Former summer capital of India likely to be renamed to end 'mental slavery' of British colonial era

The hilltop city of Simla, or Shimla, offered the British colonial government a cool break from the Indian summer - Hindustan Times
The hilltop city of Simla, or Shimla, offered the British colonial government a cool break from the Indian summer - Hindustan Times

The British colonial government’s former summer capital of Simla in India’s northern Himalayan region is likely to be renamed in a bid to free the town from the "oppressive" mental slavery of the past.  

The local branch of prime minister Narendra Modi's Hindu nationalist party, the BJP, wants to rechristen the picturesque hill town established by the British in 1864, after the Hindu goddess Shyamala Devi.

“Before the British arrived Simla was known as Shyamala” Himachal Pradesh state chief minister Jai Ram Thakur said over the weekend. "My government will seek public opinion on the demand to revert to this name," he added.

Other hard-line right wing organisations aligned with the BJP like the Vishwa Hindu Parishad (VHP) or World Hindu Council, are also demanding Simla’s renaming.   

“Sticking to names (of places) given by (British) oppressors is a sign of mental slavery” said state VHP head Aman Puri. "Changing their names is a small but significant step in renouncing it (servitude)," he added.

Opposition parties said the local government should focus on alleviating Simla’s chronic water shortages and rising unemployment - Credit:  AFP
Opposition parties said the local government should focus on alleviating Simla’s chronic water shortages and rising unemployment Credit: AFP

In recent years the federal and provincial BJP governments have launched a countrywide drive to rename several towns in a bid to resurrect India’s Hindu past.

Earlier this month the BJP government in northern Uttar Pradesh state renamed the holy town of Allahabad located on the banks of the Ganges river as Prayagraj, the ‘purer’ Hindu name it was known by over 500 years earlier.

Around 19 of 29 Indian provinces ruled directly by the BJP or in coalition with regional parties are considering similar name changes to project a more Hindu character to urban India.

Mr Puri, of Simla's VHP, said he was of the view that the British had a problem pronouncing Shyamala and changed its name to Simla, which endured till well after Indian independence in 1947.  

In January 1972, as part of the reorganisation of Indian provinces Simla became Shimla and the 7,400 feet high Himalayan town has been known that way ever since.

The VHP is also demanding that the equally charming, but smaller hill town of Dalhousie, 200 miles north, which is named after a Scottish marquis who served as India’s governor General from 1848 to 1856, be renamed.
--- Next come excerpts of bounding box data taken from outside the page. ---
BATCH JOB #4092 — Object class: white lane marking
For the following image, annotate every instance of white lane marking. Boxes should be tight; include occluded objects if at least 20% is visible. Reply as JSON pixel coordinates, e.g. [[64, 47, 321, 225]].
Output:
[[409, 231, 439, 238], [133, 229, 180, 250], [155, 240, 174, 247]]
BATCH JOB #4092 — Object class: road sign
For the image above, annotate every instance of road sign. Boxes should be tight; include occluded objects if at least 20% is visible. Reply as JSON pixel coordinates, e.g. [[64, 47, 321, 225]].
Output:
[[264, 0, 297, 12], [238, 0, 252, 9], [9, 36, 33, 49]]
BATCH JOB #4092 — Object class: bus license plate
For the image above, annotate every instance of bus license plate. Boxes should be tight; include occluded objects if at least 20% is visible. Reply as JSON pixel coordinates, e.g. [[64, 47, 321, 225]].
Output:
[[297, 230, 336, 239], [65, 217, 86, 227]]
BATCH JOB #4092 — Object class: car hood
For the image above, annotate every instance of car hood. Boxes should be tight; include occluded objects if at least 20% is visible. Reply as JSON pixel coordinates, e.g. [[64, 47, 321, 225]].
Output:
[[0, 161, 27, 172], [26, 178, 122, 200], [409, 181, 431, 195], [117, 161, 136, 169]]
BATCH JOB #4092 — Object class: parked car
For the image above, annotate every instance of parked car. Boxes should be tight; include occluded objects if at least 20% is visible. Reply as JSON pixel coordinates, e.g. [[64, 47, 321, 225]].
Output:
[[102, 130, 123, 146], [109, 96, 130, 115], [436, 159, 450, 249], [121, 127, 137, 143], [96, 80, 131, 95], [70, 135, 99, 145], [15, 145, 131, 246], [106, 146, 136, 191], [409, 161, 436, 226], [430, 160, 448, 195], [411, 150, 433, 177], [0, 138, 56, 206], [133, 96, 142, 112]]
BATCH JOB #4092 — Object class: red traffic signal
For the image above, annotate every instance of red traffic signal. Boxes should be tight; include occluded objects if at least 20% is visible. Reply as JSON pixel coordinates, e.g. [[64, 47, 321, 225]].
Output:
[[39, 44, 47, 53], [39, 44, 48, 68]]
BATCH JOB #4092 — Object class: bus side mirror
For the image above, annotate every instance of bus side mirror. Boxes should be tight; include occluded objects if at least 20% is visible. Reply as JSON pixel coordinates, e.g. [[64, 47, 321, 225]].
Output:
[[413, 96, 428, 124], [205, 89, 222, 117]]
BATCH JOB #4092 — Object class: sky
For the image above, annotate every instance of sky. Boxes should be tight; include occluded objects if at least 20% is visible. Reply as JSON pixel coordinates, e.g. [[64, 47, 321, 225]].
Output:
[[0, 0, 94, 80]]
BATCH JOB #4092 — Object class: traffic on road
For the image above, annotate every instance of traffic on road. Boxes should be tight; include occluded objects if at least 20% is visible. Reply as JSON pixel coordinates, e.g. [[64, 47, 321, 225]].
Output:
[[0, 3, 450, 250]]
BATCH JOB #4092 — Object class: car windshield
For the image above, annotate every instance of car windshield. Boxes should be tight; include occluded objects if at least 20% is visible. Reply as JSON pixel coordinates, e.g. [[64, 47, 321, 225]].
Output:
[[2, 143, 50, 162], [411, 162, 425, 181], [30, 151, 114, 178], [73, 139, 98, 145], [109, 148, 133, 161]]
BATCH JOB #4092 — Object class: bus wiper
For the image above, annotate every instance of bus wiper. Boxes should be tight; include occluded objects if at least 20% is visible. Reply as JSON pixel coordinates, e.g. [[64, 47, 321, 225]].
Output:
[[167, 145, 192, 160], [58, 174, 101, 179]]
The VHP wants it to be named after Subhash Chander Bose, a well-known Hindu anti-British revolutionary.

Similarly, they want the grand former residence of British Governors General and Viceroys, now the state-run Hotel Peterhoff, in Simlato to be named after the 5th century poet Valmiki, who wrote the Hindu epic Ramayana.

But the Opposition Congress Party that headed the Himachal’s provincial government until late last year, and opposed Shimla’s re-christening, has ridiculed plans to change its name.

“The focus should be on resolving Shimla’s myriad problems like its chronic water shortages and rising unemployment and not on changing its name,” Congress Party spokesman Naresh Chauhan said.